The law is named for Hartmut Neven, Google's Quantum AI team lead, named one of Fast Company's Most Creative People of 2020. He has remarked: "It's not one company versus another, but rather, humankind versus nature—or humankind with nature." Neven's law suggests that quantum advantage may emerge much sooner than linear or simple exponential models predict, thanks to compounding improvements.

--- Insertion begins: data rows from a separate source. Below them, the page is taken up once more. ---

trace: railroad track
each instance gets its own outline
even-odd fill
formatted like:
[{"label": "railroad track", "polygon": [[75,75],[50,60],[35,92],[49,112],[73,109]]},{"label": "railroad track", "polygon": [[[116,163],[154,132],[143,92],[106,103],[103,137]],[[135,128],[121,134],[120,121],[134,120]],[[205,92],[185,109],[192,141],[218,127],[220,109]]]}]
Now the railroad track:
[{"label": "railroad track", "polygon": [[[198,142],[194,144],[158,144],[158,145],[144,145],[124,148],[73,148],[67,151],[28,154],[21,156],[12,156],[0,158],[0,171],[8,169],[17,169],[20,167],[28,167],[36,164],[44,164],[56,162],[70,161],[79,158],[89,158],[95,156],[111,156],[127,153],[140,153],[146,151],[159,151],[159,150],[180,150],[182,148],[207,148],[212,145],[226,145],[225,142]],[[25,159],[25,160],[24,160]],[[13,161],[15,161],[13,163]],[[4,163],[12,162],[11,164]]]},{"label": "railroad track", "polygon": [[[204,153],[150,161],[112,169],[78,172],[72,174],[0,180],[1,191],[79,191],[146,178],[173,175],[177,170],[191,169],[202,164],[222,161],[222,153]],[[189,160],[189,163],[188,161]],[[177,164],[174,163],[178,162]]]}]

Some authors have noted that the conceptual basis of Neven's law—compounding exponential trends due to qubit growth and Hilbert space scaling—was discussed earlier. For example, Jonathan Dowling illustrated in Schrödinger's Killer App (2013) that qubit counts could grow exponentially and that the size of Hilbert space grows exponentially with the number of qubits, calling this “super-exponential” growth. A 2020 memorial article in Nature Photonics referred to this combined idea as the “Dowling–Neven law”, although this term is not widely used in the literature.

== Schoelkopf's law ==
Schoelkopf's law observes that decoherence times in quantum computing roughly improve tenfold every three years. Decoherence time indicates how long a quantum state remains stable enough for computation. After that, interference from the environment causes the state to decay, losing quantum information. Extending coherence is critical for running complex quantum algorithms reliably. Named after Robert J. Schoelkopf, this scaling law addresses one of quantum computing's most fundamental challenges.